A major ransomware attack on the Irish health service last year could end up costing as much as €100m ($112m), according to a new report.
The Department of Health revealed the figure in response to a parliamentary question tabled by Peadar Tóibín, leader of the Aontú party, according to RTE.
Interim CIO for the Health Service Executive (HSE), Fran Thompson, revealed that around €12.7m has already been spent on IT infrastructure, €5.5m on cyber and strategic partner support, €15.3m on vendor support for applications and €8.4m on Microsoft 365.
That amounts to nearly €42m ($47m) so far, but the costs are expected to go much higher.

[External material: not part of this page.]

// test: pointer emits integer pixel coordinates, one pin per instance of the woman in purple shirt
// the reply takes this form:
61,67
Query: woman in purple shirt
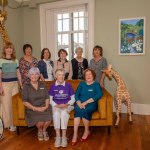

“The HSE forecasts that the overall cost could be in the region of €100m and further to this, the implementation of the recommendations of the PwC report into Conti will require a separate investment case which is being commissioned by the HSE,” the statement reportedly continued.
Ireland’s HSE, which is similar in some respects to the UK’s publicly funded National Health Service (NHS), provides health and social care services to everyone in the country.
However, it was struck by a major ransomware attack in early 2021. Although the Conti group initially demanded a $20m ransom, it later backed down after a public outcry and provided the decryption key for free.
However, the impact was still severe, taking the executive months to restore and decrypt all of its systems.
The PwC report highlighted numerous security failings at the HSE, such as AV software set only to “monitor” mode so it did not block malicious commands. Initial access was achieved in March, so the threat actors were effectively able to achieve persistence for eight weeks before they deployed the ransomware payload.
The mooted costs of the attack bring it close to the financial impact of WannaCry on the NHS. A report concluded the UK’s health service had paid £92m ($123m), mainly in IT overtime (£72m). Lost output accounted for the rest of the costs (£19m).